Despite losing the speaker’s gavel in an election that saw Republicans gain at least 60 seats and take control of the House of Representatives, Rep. Nancy Pelosi told ABC’s Diane Sawyer on Wednesday that she has “no regrets.”
“We believe we did the right thing, and we worked very hard in our campaigns to convey that to the American people,” said Pelosi. “Nine-and-a-half percent unemployment is a very eclipsing event. If people don’t have a job, they’re not too interested in how you intend for them to have a job. They want to see results.”
The California Democrat won a new two-year term on Tuesday but deflected questions about her future. “I’ll have a conversation with my caucus, I’ll have a conversation with my family, and pray over it, and decide how to go forward. But today isn’t that day,” said Pelosi.
Sawyer noted that the president used the word “shellacking” in his press conference Wednesday, and she asked Pelosi for the first word that came to her mind.
“Well, I guess that’s, that probably is a good word,” said Pelosi. “But I, I would say a very disappointing result. And, not being as colorful as he is in that description. But, it, it was, it was a tough loss.”
Asked for her view of what the results meant for President Obama’s re-election chances in 2012, Pelosi said, “I believe that Barack Obama will serve — serve eight years as president of the United States.”
“The message was not. ‘I reject the course that you are on.’ The message is, ‘It didn’t go fast enough to produce jobs.’ So, I would hope that as we go forward, the job numbers will improve, and that will be good — not only for the president, but for all members of Congress,” said Pelosi.
The long wait for a result in the Alaska Senate race could get a little shorter after the state’s lieutenant governor said he would move up the opening of write-in ballots from Nov. 18 to next week.
Incumbent Sen.
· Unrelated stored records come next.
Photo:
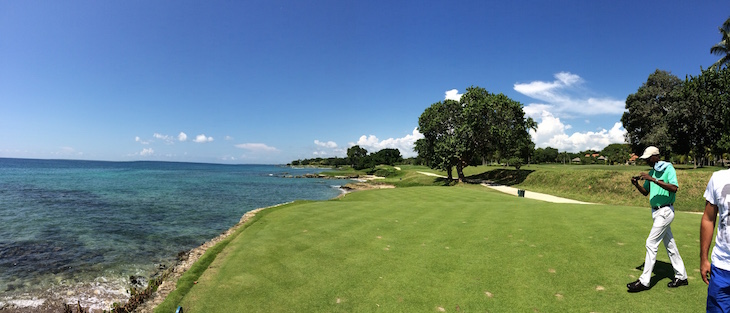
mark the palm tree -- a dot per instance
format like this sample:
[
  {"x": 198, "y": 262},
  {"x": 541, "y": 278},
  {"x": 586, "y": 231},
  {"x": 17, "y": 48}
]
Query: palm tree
[{"x": 722, "y": 48}]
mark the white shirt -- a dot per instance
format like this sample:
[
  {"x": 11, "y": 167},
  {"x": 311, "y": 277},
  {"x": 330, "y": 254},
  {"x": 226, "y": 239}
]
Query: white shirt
[{"x": 718, "y": 193}]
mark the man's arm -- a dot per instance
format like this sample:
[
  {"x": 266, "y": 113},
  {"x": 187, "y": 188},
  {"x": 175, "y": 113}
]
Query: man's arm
[
  {"x": 666, "y": 186},
  {"x": 638, "y": 186},
  {"x": 707, "y": 228}
]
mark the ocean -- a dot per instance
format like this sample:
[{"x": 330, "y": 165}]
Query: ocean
[{"x": 85, "y": 227}]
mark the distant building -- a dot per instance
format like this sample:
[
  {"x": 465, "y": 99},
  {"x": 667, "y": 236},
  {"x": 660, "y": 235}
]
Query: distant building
[{"x": 632, "y": 159}]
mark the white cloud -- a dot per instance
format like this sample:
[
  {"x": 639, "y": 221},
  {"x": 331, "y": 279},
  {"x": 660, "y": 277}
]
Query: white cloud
[
  {"x": 551, "y": 132},
  {"x": 404, "y": 144},
  {"x": 328, "y": 144},
  {"x": 202, "y": 139},
  {"x": 257, "y": 147},
  {"x": 565, "y": 97},
  {"x": 453, "y": 94},
  {"x": 67, "y": 151},
  {"x": 168, "y": 139},
  {"x": 147, "y": 152},
  {"x": 137, "y": 139}
]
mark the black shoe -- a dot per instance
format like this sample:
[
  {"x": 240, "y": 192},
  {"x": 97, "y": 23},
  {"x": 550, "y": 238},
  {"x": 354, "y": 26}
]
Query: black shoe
[
  {"x": 636, "y": 286},
  {"x": 677, "y": 282}
]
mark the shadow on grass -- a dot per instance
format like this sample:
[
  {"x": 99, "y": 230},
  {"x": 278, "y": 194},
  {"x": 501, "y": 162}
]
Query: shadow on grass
[
  {"x": 661, "y": 271},
  {"x": 506, "y": 177}
]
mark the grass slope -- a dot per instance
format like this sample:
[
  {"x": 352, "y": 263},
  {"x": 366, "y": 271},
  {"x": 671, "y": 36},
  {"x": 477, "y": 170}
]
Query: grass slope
[{"x": 432, "y": 249}]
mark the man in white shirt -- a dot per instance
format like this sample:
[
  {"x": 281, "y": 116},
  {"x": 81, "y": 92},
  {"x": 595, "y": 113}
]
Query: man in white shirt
[{"x": 717, "y": 200}]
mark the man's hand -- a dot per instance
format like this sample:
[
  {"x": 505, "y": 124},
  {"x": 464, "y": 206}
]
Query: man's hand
[
  {"x": 705, "y": 268},
  {"x": 646, "y": 176}
]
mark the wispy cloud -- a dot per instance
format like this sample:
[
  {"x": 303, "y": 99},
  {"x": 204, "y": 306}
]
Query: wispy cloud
[
  {"x": 404, "y": 144},
  {"x": 328, "y": 144},
  {"x": 452, "y": 94},
  {"x": 147, "y": 152},
  {"x": 565, "y": 96},
  {"x": 166, "y": 138},
  {"x": 202, "y": 138},
  {"x": 551, "y": 132},
  {"x": 137, "y": 139},
  {"x": 257, "y": 147}
]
Lisa Murkowski launched a write-in candidacy after she was defeated by attorney Joe Miller in the Republican primary this summer.
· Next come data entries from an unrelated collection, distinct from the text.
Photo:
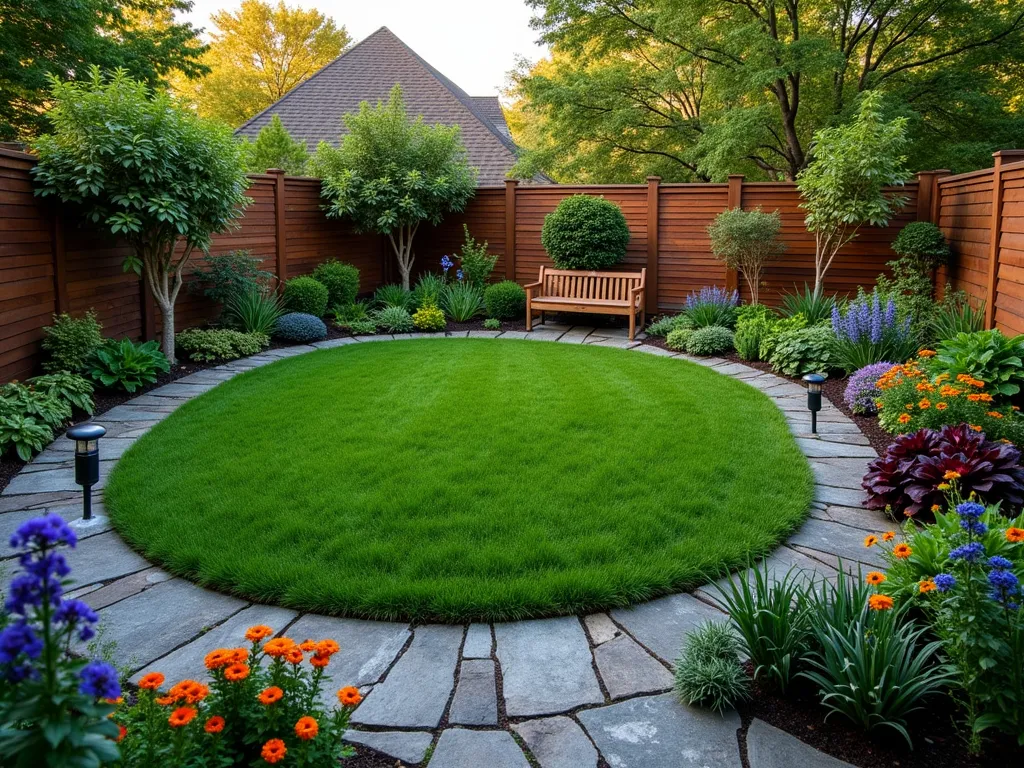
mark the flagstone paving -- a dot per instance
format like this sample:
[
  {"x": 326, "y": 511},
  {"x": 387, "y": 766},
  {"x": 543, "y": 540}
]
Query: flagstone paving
[{"x": 572, "y": 690}]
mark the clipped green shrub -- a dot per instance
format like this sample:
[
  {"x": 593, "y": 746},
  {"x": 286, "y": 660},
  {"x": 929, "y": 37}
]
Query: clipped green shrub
[
  {"x": 586, "y": 232},
  {"x": 709, "y": 672},
  {"x": 300, "y": 328},
  {"x": 393, "y": 320},
  {"x": 505, "y": 300},
  {"x": 341, "y": 281},
  {"x": 205, "y": 345},
  {"x": 70, "y": 341},
  {"x": 806, "y": 350},
  {"x": 710, "y": 340},
  {"x": 306, "y": 295}
]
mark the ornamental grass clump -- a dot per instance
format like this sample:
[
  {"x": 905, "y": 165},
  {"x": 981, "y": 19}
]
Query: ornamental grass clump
[
  {"x": 868, "y": 331},
  {"x": 261, "y": 706},
  {"x": 54, "y": 709}
]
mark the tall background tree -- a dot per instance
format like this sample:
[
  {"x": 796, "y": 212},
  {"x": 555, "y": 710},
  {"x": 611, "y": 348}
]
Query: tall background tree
[
  {"x": 697, "y": 89},
  {"x": 257, "y": 54},
  {"x": 40, "y": 38}
]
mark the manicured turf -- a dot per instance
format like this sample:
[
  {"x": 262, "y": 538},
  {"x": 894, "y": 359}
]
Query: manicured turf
[{"x": 455, "y": 480}]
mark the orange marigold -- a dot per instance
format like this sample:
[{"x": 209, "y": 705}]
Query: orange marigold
[
  {"x": 273, "y": 751},
  {"x": 257, "y": 633},
  {"x": 270, "y": 695},
  {"x": 306, "y": 728},
  {"x": 181, "y": 717},
  {"x": 151, "y": 681},
  {"x": 880, "y": 602},
  {"x": 349, "y": 696}
]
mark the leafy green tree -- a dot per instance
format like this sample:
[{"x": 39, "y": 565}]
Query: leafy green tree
[
  {"x": 145, "y": 169},
  {"x": 40, "y": 38},
  {"x": 274, "y": 147},
  {"x": 392, "y": 173},
  {"x": 844, "y": 186},
  {"x": 697, "y": 89}
]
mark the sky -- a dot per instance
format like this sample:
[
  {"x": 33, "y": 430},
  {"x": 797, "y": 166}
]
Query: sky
[{"x": 473, "y": 42}]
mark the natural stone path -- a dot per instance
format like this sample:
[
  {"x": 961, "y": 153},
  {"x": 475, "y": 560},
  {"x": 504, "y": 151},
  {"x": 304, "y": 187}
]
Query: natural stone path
[{"x": 574, "y": 690}]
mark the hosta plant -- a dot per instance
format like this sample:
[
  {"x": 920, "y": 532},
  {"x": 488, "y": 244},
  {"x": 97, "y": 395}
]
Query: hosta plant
[{"x": 914, "y": 473}]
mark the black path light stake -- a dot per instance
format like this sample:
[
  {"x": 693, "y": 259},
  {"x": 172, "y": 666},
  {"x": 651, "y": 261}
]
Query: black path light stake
[
  {"x": 86, "y": 438},
  {"x": 814, "y": 382}
]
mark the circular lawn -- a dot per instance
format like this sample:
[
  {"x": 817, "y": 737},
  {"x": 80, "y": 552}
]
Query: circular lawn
[{"x": 457, "y": 480}]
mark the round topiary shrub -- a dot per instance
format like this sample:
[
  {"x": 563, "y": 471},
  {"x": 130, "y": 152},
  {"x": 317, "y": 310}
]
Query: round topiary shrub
[
  {"x": 306, "y": 295},
  {"x": 341, "y": 281},
  {"x": 710, "y": 340},
  {"x": 585, "y": 232},
  {"x": 505, "y": 300},
  {"x": 300, "y": 327}
]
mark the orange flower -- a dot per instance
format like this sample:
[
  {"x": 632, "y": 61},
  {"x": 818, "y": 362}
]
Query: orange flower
[
  {"x": 306, "y": 728},
  {"x": 270, "y": 695},
  {"x": 237, "y": 672},
  {"x": 273, "y": 751},
  {"x": 181, "y": 717},
  {"x": 880, "y": 602},
  {"x": 279, "y": 646},
  {"x": 151, "y": 681},
  {"x": 349, "y": 696},
  {"x": 257, "y": 633}
]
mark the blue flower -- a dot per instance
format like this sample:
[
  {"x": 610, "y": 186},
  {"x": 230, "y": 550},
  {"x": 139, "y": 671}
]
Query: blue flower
[
  {"x": 970, "y": 510},
  {"x": 99, "y": 680},
  {"x": 47, "y": 530},
  {"x": 969, "y": 552},
  {"x": 16, "y": 639},
  {"x": 944, "y": 582}
]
The Anchorage Daily News’ Sean Cockerham and Erika Bolstad report on where things stand:
“With all 438 of the state’s precincts reporting on Wednesday, results show nearly 41 percent of voters cast a write-in ballot. That compares with just over 34.3 percent for Republican nominee Miller and about 23.6 percent for Democratic nominee Scott McAdams.
There were 13,439 more write-in ballots cast than votes for Miller, who ran on a tea party platform with the backing of former Alaska Gov. Sarah Palin. The Division of Elections has received 26,306 absentee ballots so far that still need to be counted and has 10,645 questioned ballots. State elections officials also need to open the write-in ballots and count them by hand to see how many of the voters actually wrote in Murkowski’s name.”
During a stop at her campaign headquarters on Wednesday, Murkowski said she felt “confident.”
In a statement posted on his campaign website, Miller said the race was “not over,” noting that “previous write-in campaigns in Alaska have demonstrated that as much as 5 to 6% of returned ballots have not met the standard to be counted as a valid vote.”
Losses by Tea Party-backed conservatives in Delaware, Colorado and Nevada cost Republicans a shot at a 50-50 split in the Senate. Within the GOP, there are two factions passing blame.
Jonathan Martin and Manu Raju at POLITICO have a fascinating look at how “the long-simmering tensions” among pragmatists and purists “spilled into public view” the day after the GOP picked up six Senate seats — short of the 10 needed to claim the majority.
Two key quotes define the story, the first from Sen. Lindsey Graham, R-S.C.:
“If you think what happened in Delaware is ‘a win’ for the Republican Party then we don’t have a snowball’s chance to win the White House.”
Another quote, according to POLITICO, comes from a source close to South Carolina Sen. Jim DeMint, the Republican who backed a number of Tea Party insurgents in GOP primary contests against candidates favored by the party establishment, including Christine O’Donnell in Delaware:
“If the establishment is doing finger-pointing this morning it’s because their $8 million gamble in California didn’t pay off.”
That was a criticism of the national party’s investment in Republican Carly Fiorina’s unsuccessful attempt to unseat Democratic Sen. Barbara Boxer.
Finger-pointing in the party could spell trouble for Senate Minority Leader Mitch McConnell, who must find a way to unite a more ideologically diverse caucus come January.